Multi-locus sequence analysis

Eleven taxon-specific sequences that are stable with regard to rapid genetic mutations were selected as barcoding genes from known literature reports [8, 25, 42], namely, atpD, fusA, glnS, groeL, gyrB, ileS, recA, recN, rpoB, rpoD and uvrC (Table 1). Concatenated sequences of the barcoding genes from 13 reference strains of well-known mushroom-associated Pseudomonas species (Table 2) were used for MLSA, such that the variability within the barcoding genes predicts the overall whole genome relatedness [30]. Two of these strains from the P. fluorescens group were added to the reference list based on preliminary data exploration. P. yamanorum is a psychrotolerant soil bacterium from the P. fluorescens group [43], that contains a paralog of the tolaasin gene fragment [44]. Pseudomonas sp. NC02 is a recently isolated soil bacterium, which is closely related to P. yamanorum.

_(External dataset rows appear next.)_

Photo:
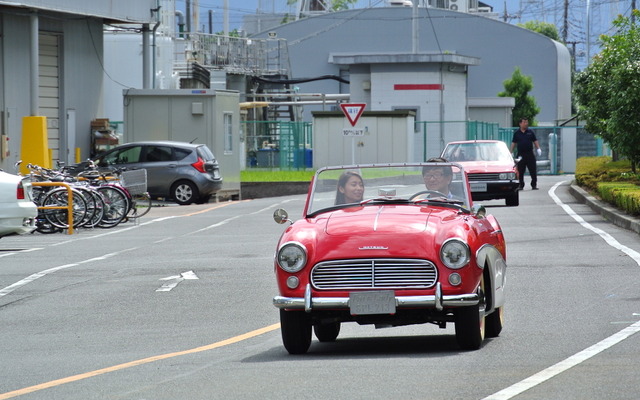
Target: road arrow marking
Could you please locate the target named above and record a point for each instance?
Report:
(176, 279)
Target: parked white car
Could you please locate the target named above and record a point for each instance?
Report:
(17, 211)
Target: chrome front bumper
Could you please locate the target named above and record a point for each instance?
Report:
(437, 301)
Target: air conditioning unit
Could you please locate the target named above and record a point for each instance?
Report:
(402, 3)
(459, 5)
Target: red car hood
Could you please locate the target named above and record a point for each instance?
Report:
(474, 167)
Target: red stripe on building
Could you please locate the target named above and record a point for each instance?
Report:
(416, 86)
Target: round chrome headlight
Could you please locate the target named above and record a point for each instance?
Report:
(292, 257)
(455, 253)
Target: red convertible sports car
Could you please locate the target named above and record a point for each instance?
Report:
(390, 245)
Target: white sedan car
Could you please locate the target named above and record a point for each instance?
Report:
(17, 211)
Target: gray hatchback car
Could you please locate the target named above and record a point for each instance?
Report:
(185, 172)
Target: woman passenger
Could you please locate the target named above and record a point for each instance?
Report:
(350, 188)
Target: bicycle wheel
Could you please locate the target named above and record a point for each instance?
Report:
(116, 206)
(140, 205)
(95, 207)
(60, 198)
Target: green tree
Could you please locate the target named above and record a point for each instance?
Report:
(608, 90)
(543, 28)
(519, 87)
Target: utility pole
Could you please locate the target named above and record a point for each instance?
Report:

Table 1 List of individual barcoding genes used for predicting whole-genome relatedness in MLSA
Table 2 List of genomes used for extracting the reference sequences of the barcoding genes for MLSA

The largest clusters in the phylogenetic tree are comprised of “P. gingeri”, Pseudomonas sp. NC02 “P. reactans” and P. tolaasii, in decreasing order of size. “P. gingeri” and “P. reactans” isolates formed multiple clusters within the species (Fig. 3). A few isolates also mapped to barcoding genes from P. putida, P. agarici, P. veronii, P. costantinii and P. yamanorum. With the exception of “P. gingeri”, non-pathogenic isolates were also found in species clusters that contained pathogenic isolates.

Fig. 3
figure3

Phylogenetic tree from consensus sequences extracted via Multi-locus Sequence Alignment of barcoding genes. A maximum-likelihood phylogenetic tree in which weak nodes (< 70%) that are not supported by bootstrapping have been collapsed. The colour of the branches indicates the identity of the isolates, based on the mapping of the reference barcoding genes. The colour of the tip labels and tip point indicates the pathogenicity of the isolates on fresh mushroom caps and in pot assays

None of the isolates mapped to reference strains of P. poae, P. protegens, P. fluorescens or P. syringae. 15 out of 113 isolates mapped non-specifically, with relatively low percentage identity, to multiple reference strains indicating the presence of other Pseudomonas species. 5 isolates did not map to any of the references and could potentially be non-pseudomonads. Within species clusters of the phylogenetic tree, the individual isolates had low numbers of substitutions per sequence site, indicating short evolutionary distances within species (Fig. 3).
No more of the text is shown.